No one can remain unaffected by the human catastrophe in which hundreds of men, women and children perish as they flee poverty and war. The tragedy continues on a daily basis - this time it was off the coast of Malta but where will it be in the future? Will it be Syrians still.
Maybe Egyptians? And will it always be Africans?
In response to "never again" - on which we all agree - answers to the problem vary and in the end we give none. Emotion overcomes some, others anger. Reason however must still be part and parcel of our reply.
The European Commission would like a "wide ranging rescue operation". Would this be enough given this phenomenon which will only continue to grow? Eyewitness reports by those rescuing the shipwrecked all agree: as soon as the refugees see a European ship they jump into the water because they know that in Europe we spontaneously help anyone in distress because we are legally obliged to do so and that this is a sailor's duty. And so wouldn't a rescue operation be just one more sign of encouragement to take to the sea in whatever circumstance in order to escape
hell to reach the safety of wealthy Europe?
What should we do?
We certainly shouldn't create another "committee", a European instance that would relieve our conscience but which would settle nothing. We certainly should do everything we can to foil those who make illegal immigration their trade with all the means at our disposal, we should tackle
those who tolerate or facilitate it, and help those who counter it head on. The President of the Italian Council speaks of a "military-humanitarian" operation".
Europe and its Member States have the means as long as they do not give in just to compassion. Help given to the countries of origin and passengers should be conditioned more according to a real effort to counter unscrupulous smugglers. Will the European Union be obliged to go further and use force including in the ports of origin?
Although we can never prevent a mother or father from trying by all possible means to offer a better future to their children as they flee untenable situations, there is already a range of means available to convince them to do so according to a legal path. In the name of "the duty to protect", on which the international community increasingly prides itself, wouldn't it be legitimate for Europe, now that it has become the leading continent in terms of immigration, to police its borders and use every possible means available so that it can avoid a situation in which it simply fishes out the dead from the sea off its coasts? In other words can it not intervene at the point of departure of these suicide boats?

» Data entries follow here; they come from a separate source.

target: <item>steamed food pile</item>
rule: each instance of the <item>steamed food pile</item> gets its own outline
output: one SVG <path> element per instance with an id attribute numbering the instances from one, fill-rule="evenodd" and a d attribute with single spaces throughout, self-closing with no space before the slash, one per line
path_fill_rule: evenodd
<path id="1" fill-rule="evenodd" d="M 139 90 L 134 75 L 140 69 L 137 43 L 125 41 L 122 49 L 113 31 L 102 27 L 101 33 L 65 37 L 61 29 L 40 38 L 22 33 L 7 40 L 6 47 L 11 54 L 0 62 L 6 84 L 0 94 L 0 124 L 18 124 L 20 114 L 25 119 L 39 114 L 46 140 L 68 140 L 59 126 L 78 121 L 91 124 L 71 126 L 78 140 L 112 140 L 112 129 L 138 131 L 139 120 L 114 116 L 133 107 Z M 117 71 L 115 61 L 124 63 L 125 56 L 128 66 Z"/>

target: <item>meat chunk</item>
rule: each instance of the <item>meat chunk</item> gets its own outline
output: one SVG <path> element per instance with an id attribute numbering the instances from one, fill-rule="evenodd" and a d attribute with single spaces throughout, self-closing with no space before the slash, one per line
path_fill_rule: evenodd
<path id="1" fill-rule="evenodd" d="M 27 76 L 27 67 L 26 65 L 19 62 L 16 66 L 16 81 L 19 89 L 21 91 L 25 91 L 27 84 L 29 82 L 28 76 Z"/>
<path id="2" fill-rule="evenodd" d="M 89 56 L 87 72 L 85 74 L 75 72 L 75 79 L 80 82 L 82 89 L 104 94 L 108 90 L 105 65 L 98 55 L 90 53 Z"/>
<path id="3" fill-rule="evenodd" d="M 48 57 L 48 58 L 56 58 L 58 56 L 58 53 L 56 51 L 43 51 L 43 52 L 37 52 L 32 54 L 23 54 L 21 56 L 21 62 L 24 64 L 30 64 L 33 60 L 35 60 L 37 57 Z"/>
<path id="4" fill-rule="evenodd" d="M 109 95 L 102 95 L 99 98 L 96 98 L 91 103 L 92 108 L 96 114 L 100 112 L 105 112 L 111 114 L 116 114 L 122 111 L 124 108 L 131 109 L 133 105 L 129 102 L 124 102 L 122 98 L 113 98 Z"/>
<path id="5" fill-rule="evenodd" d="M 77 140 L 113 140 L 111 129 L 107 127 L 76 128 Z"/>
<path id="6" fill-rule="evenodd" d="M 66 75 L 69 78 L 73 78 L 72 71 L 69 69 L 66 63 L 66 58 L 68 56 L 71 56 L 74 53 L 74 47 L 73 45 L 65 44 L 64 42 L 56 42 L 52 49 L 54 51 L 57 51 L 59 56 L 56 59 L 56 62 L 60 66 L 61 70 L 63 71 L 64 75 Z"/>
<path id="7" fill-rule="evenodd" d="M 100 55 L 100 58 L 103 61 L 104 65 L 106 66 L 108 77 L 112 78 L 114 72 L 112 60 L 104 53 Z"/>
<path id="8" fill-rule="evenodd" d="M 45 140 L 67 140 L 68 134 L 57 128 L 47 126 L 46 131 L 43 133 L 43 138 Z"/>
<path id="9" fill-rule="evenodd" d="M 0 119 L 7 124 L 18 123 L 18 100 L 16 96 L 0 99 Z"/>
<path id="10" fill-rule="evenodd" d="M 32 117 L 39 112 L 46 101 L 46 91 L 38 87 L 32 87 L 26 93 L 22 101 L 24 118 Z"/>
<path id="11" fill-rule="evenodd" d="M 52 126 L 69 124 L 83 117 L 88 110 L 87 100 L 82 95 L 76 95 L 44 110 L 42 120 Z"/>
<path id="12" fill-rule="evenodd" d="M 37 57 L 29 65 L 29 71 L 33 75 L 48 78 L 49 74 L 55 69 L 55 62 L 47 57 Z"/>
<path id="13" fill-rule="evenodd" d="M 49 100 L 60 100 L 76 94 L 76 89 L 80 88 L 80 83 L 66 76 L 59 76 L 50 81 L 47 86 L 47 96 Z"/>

The European Union cannot simply improve its maritime surveillance, increase Frontex staff, the European border agency that is far from the borders in question or try to step up competences that are difficult to implement. Could it not design a military/civilian operation like the one it successfully implemented against piracy off the coast of Somalia? Could it not dismantle the network of smugglers and illegal employers who reduce these unfortunate people to slavery as they embark on unseaworthy vessels en route for the European Eldorado?
A true strategy includes all of Europe and not just the 10 Member States which host 90% of the asylum seekers. The latter must combine a mix of humanitarian aid and support to development; however it must not neglect the fight to counter the employers of illegal labour and in a second phase counter their suppliers and their accomplices.